It was difficult for many of us adults to process, and likely even more so for our youth. In a recent survey, 63% of tweens and teens said watching the news makes them feel afraid, angry, sad and/or depressed. With all the disturbing and despicable acts that took place and were shown on the news that day and the days to follow, there was plenty to invoke fear and anger, in addition to worrying about what may happen next.

Following the Capitol attack, psychiatrist Dr. Janet Taylor and parenting expert and author Rachel Simmons appeared live on “Good Morning America” to share advice on talking with young people with these five tips:

  1. Validate your children’s feelings: Validate that such images are really disturbing. Let them know that it is okay to feel scared and unsettled. We are not supposed to see chaos in a place that we should see stability.
  2. Explain what is happening in language they relate to: Explain that people have every right to protest, to speak out against their government, to assemble lawfully and peacefully protest. People do not, however, have the right to be violent and commit acts of crime, which is what occurred that day at the Capitol.
  3. Use the news as a learning opportunity, not entertainment: If your child is sensitive or anxious, have them sit out this news cycle. But if you feel your child is equipped to watch news coverage of current events, sit down with them, and talk with them about it instead of letting them watch and process it on their own. Share your perspective. Talk about your values. Talk about what it means to live in the United States. Be their guide.
  4. Talk to your children about their feelings: Check in with questions like, “What have you seen on social media or on the news about what happened at the Capitol? What is your opinion and how do you feel about what you have seen?” By talking with them you will not only gain a sense of what they are thinking and feeling, but you will have the opportunity to share your insights as well. However, be sure to listen attentively, and to not dismiss what they say.
  5. Watch closely for warning signs of anxiety and stress, including: not being able to function normally; loss of pleasure in things they enjoy; too much or not enough sleep; overeating or undereating; and difficulty focusing. If they are not engaging in their normal activities, and are showing signs of anxiety, the experts say it may be time to seek outside help.

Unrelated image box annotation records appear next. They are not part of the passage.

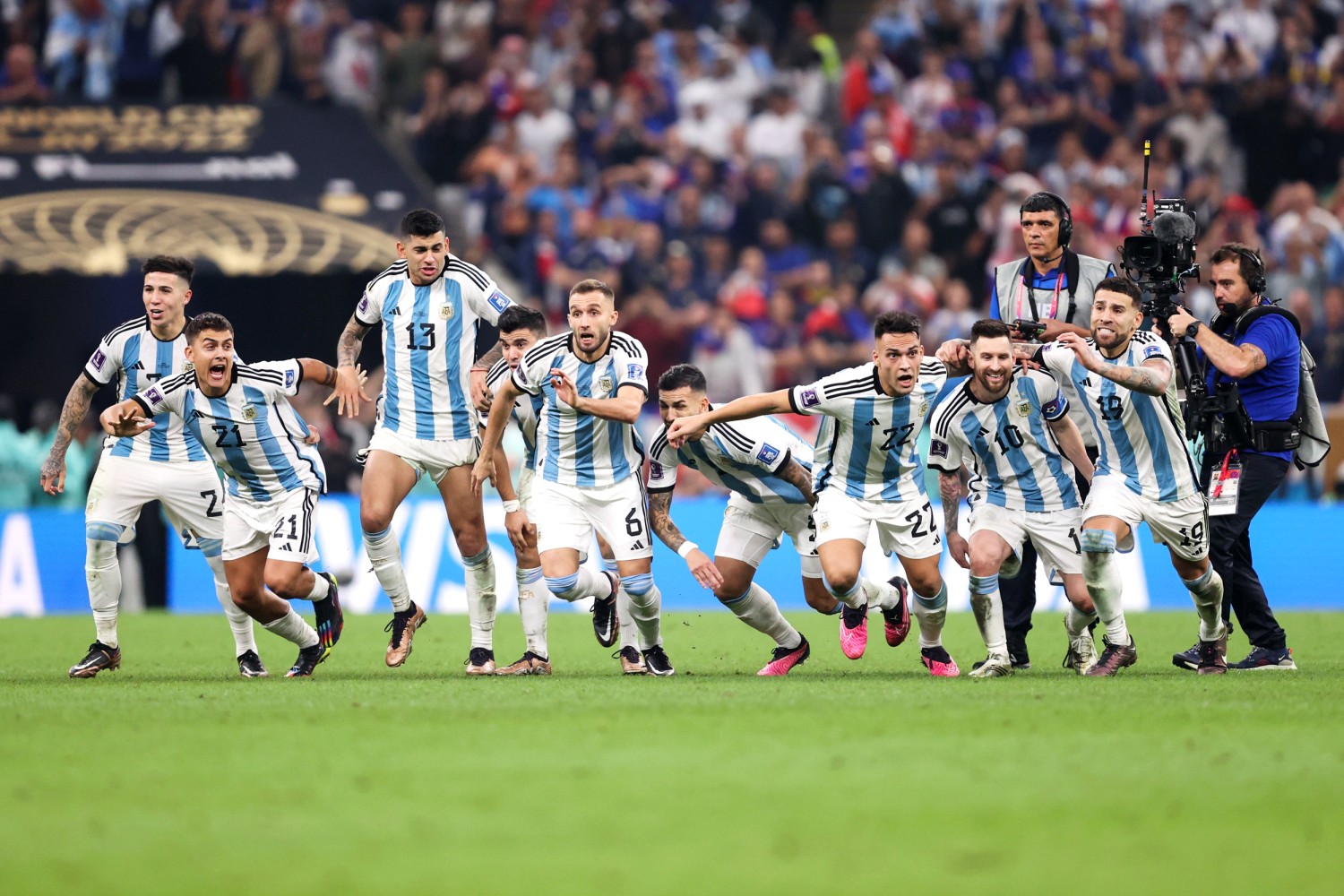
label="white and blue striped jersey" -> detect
[789,358,948,501]
[355,255,513,441]
[650,418,812,504]
[481,358,545,470]
[513,331,650,487]
[85,315,209,463]
[134,360,327,501]
[929,366,1081,513]
[1037,332,1199,501]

Nearly half of young people ages 10 to 18 say they get their information through online sites. 63% of tweens and teens, however, say they get their information from family, teachers or friends. With that in mind, take the opportunity to be their number once source of information, instead of them acquiring misinformation and outside viewpoints that do not match with your family values. Children will also take cues from parents, and other caregivers, including teachers. So, choose your words and actions carefully, and be aware of your body language when discussing this topic with your children. While we may not have a good explanation for such acts of violence, it is critical that we talk with our children about this and any other type of national or world event that may cause them stress and anxiety. Young people need to be able to process what the images they witness, talk through, and share their feelings, have an understanding of misinformation that they may come across, and continually be reassured that they are still safe and secure as our country and our families move forward.